The garden was always Daddy’s territory. Lizzie can see him, in his old blue shirt and grass-stained grey trousers, trowel in hand as he squats beside his flowerbeds, digging out weeds and
slinging them into a green plastic bucket. On his head is an ancient grey-white baseball hat that Mammy hates – ‘If you could see how ridiculous you look’ – but that he
quietly insists on keeping. He found it on a golf course years ago and has worn it for gardening ever since. Lizzie wonders where it is now.

She looks at the sky and ignores God. She’s been ignoring Him since she came home. The stars go blurry, and she puts up her hand and wipes her eyes. She wonders where people go when they
die, and hopes Daddy will be happy when he gets there. More tears flow out and she feels them sliding down the sides of her upturned face and into her ears.

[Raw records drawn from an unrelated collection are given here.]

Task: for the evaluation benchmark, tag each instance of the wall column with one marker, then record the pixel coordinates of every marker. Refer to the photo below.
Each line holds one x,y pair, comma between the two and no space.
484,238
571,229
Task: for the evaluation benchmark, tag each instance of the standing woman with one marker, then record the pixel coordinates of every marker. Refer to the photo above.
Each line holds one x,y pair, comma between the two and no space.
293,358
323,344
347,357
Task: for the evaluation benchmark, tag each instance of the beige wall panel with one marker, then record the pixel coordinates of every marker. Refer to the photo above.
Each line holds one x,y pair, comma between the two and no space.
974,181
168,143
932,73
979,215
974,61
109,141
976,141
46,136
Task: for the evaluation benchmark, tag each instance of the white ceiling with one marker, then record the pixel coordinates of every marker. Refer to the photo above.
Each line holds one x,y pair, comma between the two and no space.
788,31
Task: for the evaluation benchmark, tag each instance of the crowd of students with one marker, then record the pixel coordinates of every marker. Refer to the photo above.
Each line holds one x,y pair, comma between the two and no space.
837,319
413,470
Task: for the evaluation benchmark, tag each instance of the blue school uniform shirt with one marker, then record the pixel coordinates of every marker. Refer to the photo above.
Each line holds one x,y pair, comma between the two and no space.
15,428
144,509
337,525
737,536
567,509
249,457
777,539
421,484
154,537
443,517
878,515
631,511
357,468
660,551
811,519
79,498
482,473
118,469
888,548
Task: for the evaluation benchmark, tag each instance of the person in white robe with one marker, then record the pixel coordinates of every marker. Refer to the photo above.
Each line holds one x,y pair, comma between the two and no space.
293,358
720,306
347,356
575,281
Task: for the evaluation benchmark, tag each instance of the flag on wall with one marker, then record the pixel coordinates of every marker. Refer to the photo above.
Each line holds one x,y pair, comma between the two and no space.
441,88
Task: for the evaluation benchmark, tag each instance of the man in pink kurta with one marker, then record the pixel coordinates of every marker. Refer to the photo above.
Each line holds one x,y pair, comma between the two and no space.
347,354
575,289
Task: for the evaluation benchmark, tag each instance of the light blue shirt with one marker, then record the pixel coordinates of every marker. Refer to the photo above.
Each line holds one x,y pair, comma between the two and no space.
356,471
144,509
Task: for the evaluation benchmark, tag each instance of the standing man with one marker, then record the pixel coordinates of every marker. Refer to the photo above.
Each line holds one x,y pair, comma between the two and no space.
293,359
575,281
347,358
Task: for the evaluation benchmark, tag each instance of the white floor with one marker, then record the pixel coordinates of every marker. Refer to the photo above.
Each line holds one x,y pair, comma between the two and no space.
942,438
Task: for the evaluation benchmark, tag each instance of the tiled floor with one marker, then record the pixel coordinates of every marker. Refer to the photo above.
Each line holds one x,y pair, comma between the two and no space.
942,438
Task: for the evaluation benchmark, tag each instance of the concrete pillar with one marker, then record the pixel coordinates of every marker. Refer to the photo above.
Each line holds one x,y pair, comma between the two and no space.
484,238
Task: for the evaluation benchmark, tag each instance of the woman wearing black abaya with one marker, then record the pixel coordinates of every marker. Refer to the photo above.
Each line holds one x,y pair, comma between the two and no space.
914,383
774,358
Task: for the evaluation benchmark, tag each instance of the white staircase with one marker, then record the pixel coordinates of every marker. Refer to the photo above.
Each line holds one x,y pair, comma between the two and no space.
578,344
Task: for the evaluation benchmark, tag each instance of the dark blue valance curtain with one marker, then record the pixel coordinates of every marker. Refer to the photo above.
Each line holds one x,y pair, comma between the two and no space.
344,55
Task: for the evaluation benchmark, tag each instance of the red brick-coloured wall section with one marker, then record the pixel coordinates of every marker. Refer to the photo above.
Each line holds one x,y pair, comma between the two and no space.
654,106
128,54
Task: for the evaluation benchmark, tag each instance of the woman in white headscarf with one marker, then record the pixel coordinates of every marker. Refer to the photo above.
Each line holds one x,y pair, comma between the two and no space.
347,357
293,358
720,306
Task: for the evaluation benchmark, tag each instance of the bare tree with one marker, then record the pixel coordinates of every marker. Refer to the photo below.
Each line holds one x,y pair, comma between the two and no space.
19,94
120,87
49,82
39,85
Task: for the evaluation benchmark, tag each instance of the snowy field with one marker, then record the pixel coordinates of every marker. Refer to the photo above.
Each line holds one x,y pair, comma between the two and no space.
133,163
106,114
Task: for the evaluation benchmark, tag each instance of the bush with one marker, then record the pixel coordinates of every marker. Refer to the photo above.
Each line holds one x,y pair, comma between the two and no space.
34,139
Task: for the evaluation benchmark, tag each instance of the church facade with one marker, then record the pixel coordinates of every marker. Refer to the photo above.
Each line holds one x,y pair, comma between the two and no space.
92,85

After a while her neck starts to hurt, and she stops looking at the stars and pulls her head back up. She stands at the bottom of the garden, hands in the pockets of her jacket, and wishes again
that she’d brought Jones home with her. She wants to hug his furry warmth and bury her face in him.

Or Joe would do instead. He could hold her and tell her everything will be all right, and she’d close her eyes and lean against him and believe him.